UTSA hosts blood drive June 5-6 at 1604 Campus

By Kathleen Ceresoli
Health Education Coordinator, UTSA Student Health Services

(May 30, 2007)--UTSA Student Health Services and the South Texas Blood and Tissue Center will host a blood drive 9 a.m.-4 p.m., Tuesday, June 5 and 9:30 a.m.-3:30 p.m., Wednesday, June 6 in parking lot 8, adjacent to the Biosciences Building at the 1604 Campus.

UTSA students, faculty and staff are encouraged to donate blood. Donors will receive a Spurs t-shirt and refreshments.

Donors must bring photo identification, be at least 17 years old, weigh at least 110 pounds and be in good general health. Eat at least 4 hours before donating and drink plenty of fluids.

Help save more lives this summer -- those who give blood twice between May 1 and Sept. 30 at a blood drive associated with the South Texas Blood and Tissue Center will receive a Wal-Mart gift card. For details, visit the South Texas Blood and Tissue Center Web site.

For more information, contact Caroline Araujo, South Texas Blood and Tissue Center, at (210) 275-3935.


Why donate blood?

  • Every three seconds someone needs blood.
  • One of every 20 Texans will need blood at some point in their lives. However, less than 5 percent of the eligible donor population gives blood. The need exists for more people to donate blood and for people to donate more often.
  • You could save as many as four lives with one single donation. Most donated blood is separated into four different components: red cells, plasma, platelets and cryoprecipitate. Red cells are used for surgical patients while plasma is used in treatment of shock and burn patients. Platelets are vital to leukemia and other cancer patients whose own bone marrow does not produce enough platelets to help the blood clot properly.
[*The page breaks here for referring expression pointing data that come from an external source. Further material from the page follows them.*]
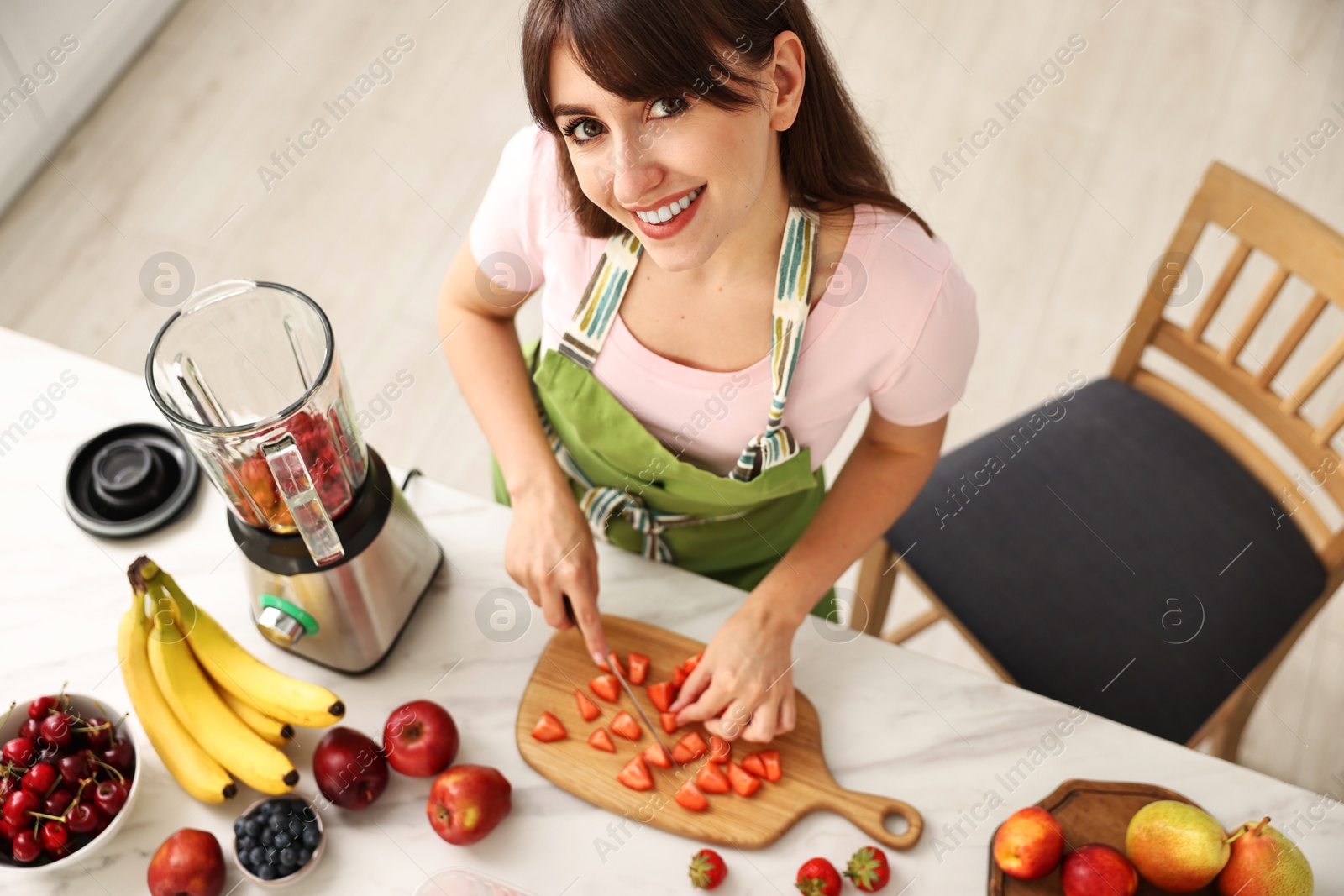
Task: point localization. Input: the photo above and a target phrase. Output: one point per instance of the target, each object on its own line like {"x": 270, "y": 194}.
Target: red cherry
{"x": 20, "y": 752}
{"x": 111, "y": 797}
{"x": 54, "y": 837}
{"x": 42, "y": 705}
{"x": 85, "y": 820}
{"x": 40, "y": 778}
{"x": 26, "y": 848}
{"x": 18, "y": 805}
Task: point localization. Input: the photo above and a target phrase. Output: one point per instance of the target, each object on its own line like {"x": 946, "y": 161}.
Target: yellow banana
{"x": 223, "y": 735}
{"x": 188, "y": 763}
{"x": 235, "y": 671}
{"x": 270, "y": 730}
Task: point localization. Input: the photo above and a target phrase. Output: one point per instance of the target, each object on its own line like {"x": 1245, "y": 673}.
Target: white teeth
{"x": 669, "y": 212}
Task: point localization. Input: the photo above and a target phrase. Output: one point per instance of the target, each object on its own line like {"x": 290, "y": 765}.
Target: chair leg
{"x": 877, "y": 580}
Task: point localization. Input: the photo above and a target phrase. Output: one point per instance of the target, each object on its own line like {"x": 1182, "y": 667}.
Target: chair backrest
{"x": 1301, "y": 248}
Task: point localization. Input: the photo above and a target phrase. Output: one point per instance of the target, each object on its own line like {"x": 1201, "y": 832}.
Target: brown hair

The final component, cryoprecipitate, is used to treat hemophiliacs, people whose blood lacks this vital blood clotting protein.
  • 500 daily donations are needed in order to meet the demands of patients in hospitals in South Texas.
  • Blood donations are used for many different reasons including coronary artery bypass surgeries, hip/joint replacements, cardiovascular surgeries, bleeding ulcers, brain surgeries, auto accidents, gunshot wounds, liver transplants, organ transplants, bone marrow transplants, and sickle cell/aplastic anemia.